それに俺が朝倉の<シム>を生み出した時や、ハルヒに無意識に力を使わせようとした時、実はこっそり俺をサポートしてくれてたんだろ?
「ばれていましたか」
 いくらなんでもあの二つの行為、ぶっつけ本番にては上手くいき過ぎていた。だが彼女がサポートしてくれていたと言うのならば納得がいく。


- * -

「かくして真犯人は自白を遂げ、ここに事件は幕を下ろす……でいいのかな」
 ハルヒが助かったんだ。俺たちとしてはそれで問題ない。後はお前たちの存在ぐらいか。
「そうですね。どうしますか? この世界にい続けるか、他の世界へ渡るか。あなたたちがいた元の世界や、わたしたちの世界に来るという選択肢も用意できますよ」
「それは興味深い。キミの言う『わたしたちの世界』とは私たちに介入し続ける世界かね? それとも、本来キミがいるべき世界の事かね」
 何だその禅問答の様な質問は。

「考えても見たまえ。キミは本の中の人物を自分の世界に呼ぶことはできるかね。もしかしたらキミにそのような能力が存在しており可能かも知れん。だが一般的には不可能と答えるだろうし、不可能という答えこそここでは期待されている。
 では、Aという話の人物をBに出すことはどうかね。これは可能なはずだ。キミ自身がBの話にAが登場するよう手を加えればいいのだからな」
 つまり、俺たちのこの世界に<シム>を介入させる事ができるインターセプタは、俺たちの世界よりも高位の世界の存在だと、そう言いたいのか。

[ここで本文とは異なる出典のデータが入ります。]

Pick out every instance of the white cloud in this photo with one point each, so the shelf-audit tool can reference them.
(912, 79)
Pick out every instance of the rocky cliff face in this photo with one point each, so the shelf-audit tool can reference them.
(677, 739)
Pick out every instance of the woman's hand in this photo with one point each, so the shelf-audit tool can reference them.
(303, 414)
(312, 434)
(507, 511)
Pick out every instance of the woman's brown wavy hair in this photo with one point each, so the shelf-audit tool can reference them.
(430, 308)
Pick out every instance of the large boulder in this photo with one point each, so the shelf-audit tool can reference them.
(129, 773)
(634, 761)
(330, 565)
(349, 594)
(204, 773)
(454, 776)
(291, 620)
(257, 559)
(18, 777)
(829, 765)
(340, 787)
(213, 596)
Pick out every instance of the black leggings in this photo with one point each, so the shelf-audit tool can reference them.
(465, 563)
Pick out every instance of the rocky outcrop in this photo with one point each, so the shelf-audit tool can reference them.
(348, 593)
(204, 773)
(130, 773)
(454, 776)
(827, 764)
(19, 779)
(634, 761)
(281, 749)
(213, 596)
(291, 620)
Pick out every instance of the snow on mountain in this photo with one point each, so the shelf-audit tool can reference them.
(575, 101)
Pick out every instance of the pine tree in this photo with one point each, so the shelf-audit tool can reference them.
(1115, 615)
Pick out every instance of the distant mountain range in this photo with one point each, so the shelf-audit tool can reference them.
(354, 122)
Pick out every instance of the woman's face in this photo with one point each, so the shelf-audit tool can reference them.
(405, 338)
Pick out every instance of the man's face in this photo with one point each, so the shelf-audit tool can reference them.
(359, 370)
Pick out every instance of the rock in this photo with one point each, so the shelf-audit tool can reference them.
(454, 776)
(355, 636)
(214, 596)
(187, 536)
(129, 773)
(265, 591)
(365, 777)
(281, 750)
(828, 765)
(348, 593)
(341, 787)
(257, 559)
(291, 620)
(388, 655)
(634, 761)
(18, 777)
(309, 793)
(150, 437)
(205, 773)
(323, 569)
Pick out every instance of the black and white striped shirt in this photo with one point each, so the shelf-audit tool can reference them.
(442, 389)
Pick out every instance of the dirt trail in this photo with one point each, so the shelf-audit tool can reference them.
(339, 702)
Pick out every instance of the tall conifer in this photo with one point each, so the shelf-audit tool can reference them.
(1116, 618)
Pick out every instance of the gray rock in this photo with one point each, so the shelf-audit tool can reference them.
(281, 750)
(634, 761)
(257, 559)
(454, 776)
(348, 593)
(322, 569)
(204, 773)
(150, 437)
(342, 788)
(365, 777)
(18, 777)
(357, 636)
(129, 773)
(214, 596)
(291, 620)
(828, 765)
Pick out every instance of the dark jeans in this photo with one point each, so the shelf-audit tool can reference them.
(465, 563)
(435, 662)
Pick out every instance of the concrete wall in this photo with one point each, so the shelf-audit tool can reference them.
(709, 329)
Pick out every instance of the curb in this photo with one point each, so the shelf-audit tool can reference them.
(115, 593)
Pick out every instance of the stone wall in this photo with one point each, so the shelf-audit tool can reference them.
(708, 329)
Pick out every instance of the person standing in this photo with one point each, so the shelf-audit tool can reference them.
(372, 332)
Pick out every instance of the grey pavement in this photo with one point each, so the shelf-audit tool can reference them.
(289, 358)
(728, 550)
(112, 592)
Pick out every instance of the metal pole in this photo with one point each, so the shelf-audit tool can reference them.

「ええ、そうです。あなたがたの考えるとおり、本当のわたしはここよりも更に上の世界の存在です。ですから下位であるこの世界に、更に下位世界の<シム>を転移させる事ができました」
「更に言うならば、キミはインスペクタ達をも騙している。彼らが私たちより上位にしてこの世界より下位なのは明らかだ。何せ『学校を出よう!』に出ているのだからな。さて、そうなると、キミはあたかもそこの世界の者のように振舞っている、と言うことになる。
 実に興味深い話だ。キミはいったいどれだけの高みにいる存在なのかね」
「語りましょうか?」
「結構だ。私には考える為の脳も行動する為の手足もある。いずれ自力で向かわせてもらうとしよう。その際には同伴者がいても構わぬかな?」
「班長について異世界めぐりをするなど、よほど奇特な人間がいるのですね」
「そうだな。そして人間とはえてして自分が奇特である事に気づかないものだ」
「わたくしを見るより鏡を見て語ったほうが説得力ありますわよ」

 会話がどんどん電波と痴情のもつれになっているように感じるのは俺だけだろうか。
 どうやら俺の出番はこれで終わりのようだ。適度な喧騒をバックミュージックに紅茶を飲み干すと、今日一日の疲れを癒すべくソファーに身体をゆだねる。途端に全身がだるくなり、一気に疲れが押し寄せてきた。
 やばい、ふかふかのソファーもあってあっさり撃沈してしまいそうだ。
 睡魔に囚われ少しずつぼける思考と視界の中、俺は突然にある仮説を思いついた。

 なぁ、長門。情報統合思念体というのは……もしかしてそういう奴らの事なのか?
 そしてハルヒの力は、それよりも上位の存在から渡されている、ないしハルヒの望むよう改変している……という事なの、か……?


 長門は珍しくうっかり指紋をつけてしまい曇ってしまったガラスのような透明度の瞳で俺を見つめ返してきた。
「情報統合思念体についてはそうとも言えるし違うとも言える。一概に上の世界の住人と割り切れる存在ではない。
 涼宮ハルヒの力については全く不明。涼宮ハルヒの持つ進化の可能性が更なる上位世界から渡されたのではないかと言うあなたの仮説に対して、わたしは否定するだけの材料は持ち合わせていないし、肯定する理由付けも同じく行えない。
 だがそのような回答は全て些細な事。今、ここで何よりも重要なのは──」

 俺の頭が動かされ、そのまま身体が横向きにソファーへと倒される。ただ頭の下だけは何か暖かく柔らかいものが敷かれていた。
 そのまま頭を優しく撫でられると、俺がギリギリ保っていた意識は完全に飛んでしまった。